Clinical and acquired immunologic responses to West Nile virus infection of domestic chickens (Gallus gallus domesticus)

Numerous bird species are highly susceptible to North American strains of West Nile virus (WNV), and although domestic chickens are relatively resistant to WNV-associated disease, this species currently represents the most practical avian model for immune responses to WNV infection. Knowledge of the immunomodulation of susceptibility to WNV in birds is important for understanding taxonomic differences in infection outcomes. While focusing on immunophenotyping of CD3(+), CD4(+), CD8(+), and CD45(+) lymphocyte subpopulations, we compared lymphocyte subpopulations, blood chemistries, cloacal temperatures, IgM and IgG antibody titers, and differential whole-blood cell counts of WNV-infected and uninfected hens. Total blood calcium and lymphocyte numbers were lower in WNV-infected chickens compared with uninfected chickens.

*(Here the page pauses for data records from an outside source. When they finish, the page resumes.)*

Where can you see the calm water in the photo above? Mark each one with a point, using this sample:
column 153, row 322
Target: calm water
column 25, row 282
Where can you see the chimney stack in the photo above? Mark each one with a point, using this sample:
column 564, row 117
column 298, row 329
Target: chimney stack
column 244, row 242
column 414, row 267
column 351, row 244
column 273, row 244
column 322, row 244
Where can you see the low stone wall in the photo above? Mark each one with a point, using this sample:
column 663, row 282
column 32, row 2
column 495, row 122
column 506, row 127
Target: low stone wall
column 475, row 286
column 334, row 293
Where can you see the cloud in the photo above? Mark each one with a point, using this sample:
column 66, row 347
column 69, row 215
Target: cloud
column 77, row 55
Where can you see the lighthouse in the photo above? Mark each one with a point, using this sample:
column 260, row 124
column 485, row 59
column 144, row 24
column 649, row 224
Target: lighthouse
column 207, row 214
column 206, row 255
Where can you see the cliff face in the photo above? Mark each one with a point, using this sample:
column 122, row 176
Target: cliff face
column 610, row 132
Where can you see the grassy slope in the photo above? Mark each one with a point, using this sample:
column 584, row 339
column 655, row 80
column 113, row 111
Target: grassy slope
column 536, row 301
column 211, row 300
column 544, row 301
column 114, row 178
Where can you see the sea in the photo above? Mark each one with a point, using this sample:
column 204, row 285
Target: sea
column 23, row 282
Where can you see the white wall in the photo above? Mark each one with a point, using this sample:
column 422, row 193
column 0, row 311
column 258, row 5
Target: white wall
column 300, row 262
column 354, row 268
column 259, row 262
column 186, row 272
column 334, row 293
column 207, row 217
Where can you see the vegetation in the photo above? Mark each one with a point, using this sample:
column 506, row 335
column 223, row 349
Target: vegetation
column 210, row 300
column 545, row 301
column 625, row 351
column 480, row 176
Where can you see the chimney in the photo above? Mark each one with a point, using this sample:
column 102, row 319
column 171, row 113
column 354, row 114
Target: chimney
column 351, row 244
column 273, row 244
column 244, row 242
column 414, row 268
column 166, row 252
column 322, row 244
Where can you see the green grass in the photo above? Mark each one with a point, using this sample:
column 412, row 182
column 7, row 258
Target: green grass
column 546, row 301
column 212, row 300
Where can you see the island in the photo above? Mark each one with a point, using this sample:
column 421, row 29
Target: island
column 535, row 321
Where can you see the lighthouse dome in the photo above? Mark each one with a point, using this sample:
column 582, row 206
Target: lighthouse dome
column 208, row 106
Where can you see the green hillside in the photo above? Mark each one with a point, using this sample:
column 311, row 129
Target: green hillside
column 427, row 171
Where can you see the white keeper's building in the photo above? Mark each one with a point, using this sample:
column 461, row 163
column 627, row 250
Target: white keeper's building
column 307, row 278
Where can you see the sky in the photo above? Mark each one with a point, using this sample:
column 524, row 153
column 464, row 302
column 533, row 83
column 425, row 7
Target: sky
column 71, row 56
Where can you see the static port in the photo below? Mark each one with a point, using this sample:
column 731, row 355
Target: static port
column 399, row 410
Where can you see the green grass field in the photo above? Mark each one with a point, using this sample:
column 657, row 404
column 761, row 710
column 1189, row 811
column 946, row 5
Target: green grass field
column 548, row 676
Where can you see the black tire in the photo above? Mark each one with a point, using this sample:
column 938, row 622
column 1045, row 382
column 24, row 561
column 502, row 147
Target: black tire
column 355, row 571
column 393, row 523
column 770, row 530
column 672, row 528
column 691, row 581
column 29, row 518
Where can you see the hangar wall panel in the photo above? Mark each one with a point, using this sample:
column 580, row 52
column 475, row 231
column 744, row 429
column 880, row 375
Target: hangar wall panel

The heterophil-to-lymphocyte ratio increased over time from 2 to 22 d postinoculation (DPI) in uninfected chickens and from 2 to 8 DPI in WNV-infected chickens, although levels declined from 8 to 22 DPI in the latter group. No significant differences were found in the remaining immunological and hematological variables of the WNV-infected and uninfected groups. Our results reaffirm that chickens are resistant to WNV infection, and demonstrated that the heterophil-to-lymphocyte ratio differed between groups, allowing for sorting of infection status. Similar patterns in immune responses over time in both infected and uninfected hens may be related to age (i.e., 10 wk) and associated immune development.